The target audience for “Your Highness” is at least four years too young to legally watch it. The film is part spoof, part celebration of the schlocky fantasy films of the ’70s and ’80s which hastened a generation of boys into puberty when their copious servings of blood and nudity appeared on late night cable. “Your Highness,” a sort of fantasy of fantasy, was made by two alumni of that generation: director David Gordon Green and co-writer and star Danny McBride. What they’ve done is pay it forward, cinematically speaking: they loved these sorts of movies as kids and now they’ve made this sort of movie for kids today, only it’s even more violent and booblicious and way more vulgar than any of the ones that inspired them. I’m sure it will delight those young, impressionable horny minds, though I’m not sure “Your Highness” will strike as deep a resonant chord with anyone else.
McBride plays Thadeous, a medieval prince living in the shadow of his cooler, braver brother Fabious (James Franco). I want to call Thadeous a classic McBride hero in the mold of his characters from “The Foot Fist Way” and “Eastbound and Down” but he’s missing a key ingredient. Thadeous bears McBride’s standard narcissism, laziness, and foul mouth, but he lacks the sinister core of sexism, cruelty, and hardness that makes Fred Simmons and Kenny Powers more complicated than buffoons. In other words, Thadeous is a buffoon, albeit an occasionally amusing one.
Fabious’ bride-to-be Belladonna (Zooey Deschanel) is kidnapped by an evil, horny wizard named Leezar (Justin Theroux) so it’s up to the two brothers to quest for the magical weapons they’ll need to rescue her. Along the way there are wizards to smoke “herbs” with, bare-breasted Amazon hordes to ogle, and many MANY dick jokes to crack, some so visually prolonged and — well “ballsy” isn’t quite the right word given the context, but whatever you want to call them they’re so insane and in your face that you can’t believe the movie managed to sneak through the ratings board with an R.
Someone who enjoyed “Your Highness” more than I did will probably argue that it’s a filthy-minded, potty-mouthed parody of the immaturity of those old school fantasy films and there is definitely some evidence to support that argument. Pettiness in a world of chivalry is pretty funny, and there is some real pettiness on display here: one villain turns to the dark side because he was passed over for the position of Best Man at a wedding. It is sort of charming to watch the bloated self-importance of period films get deflated by an avalanche of profanity. But you can only pop a balloon so many times until you’re just poking a pin into a flabby, shriveled piece of rubber. Green and McBride take the stuffing out of these movies, but they don’t put a whole lot back in except a lot of variations on the eff word.

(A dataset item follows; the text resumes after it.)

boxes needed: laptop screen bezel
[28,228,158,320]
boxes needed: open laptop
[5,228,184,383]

Though I’m typically a huge McBride fan, stripped of his dark side because of what may have been this multimillion dollar production about minotaur penises’ one concession to a mainstream audience, he isn’t quite the same. So I found myself more drawn to his supporting cast, particularly the hysterical Theroux as the sexually frustrated sorcerer. When you get right down to it, Leezar isn’t all that different than Thadeous: powerful but impotent with women, jealous of James Franco’s awesome hair, and pitifully lonely. If he wasn’t so hellbent on raping Belladonna to impregnate her with a dragon fetus, he wouldn’t be such a bad guy, and that’s how Theroux plays him: sinister but also kind of pathetic (sample Leezar pickup line: “I’m rich, I live in a castle, and I do fucking magic!”).
Natalie Portman’s good too as the first Best Actress Oscar winner to immediately follow her award winning performance with a medieval stoner flick where she makes jokes about her vagina. She plays Isabel, a lone warrior questing across the countryside in search of revenge for the slaughter of her family. To appease that 13-year-old boy audience she also has a scene where she bathes in a thong, and if any thong bathing scene ever deserved to be discussed in the same paragraph as the words “Oscar winner,” it is this one. The biggest waste of a cast member is Deschanel, who has a really great comedic setup for a character — Belladonna has spent her entire life locked up in a tower which has made her incredibly stupid — but almost zero opportunities to pay it off.
I have to admit, as an admirer of its filmmakers, “Your Highness” disappointed me. I laughed, even laughed hard a few times, but I also sat quietly for long stretches. The extreme to which Green, McBride, and co-writer Ben Best went to send-up these sword and sorcery films of their youth is kind of incredible. McBride’s character aside, they made very few concessions to whitebread moviegoer tastes. But maybe they went a little too far pleasing their inner 12-year-olds. My inner 12-year-old was amused. My outer 30-year-old wanted a little bit more.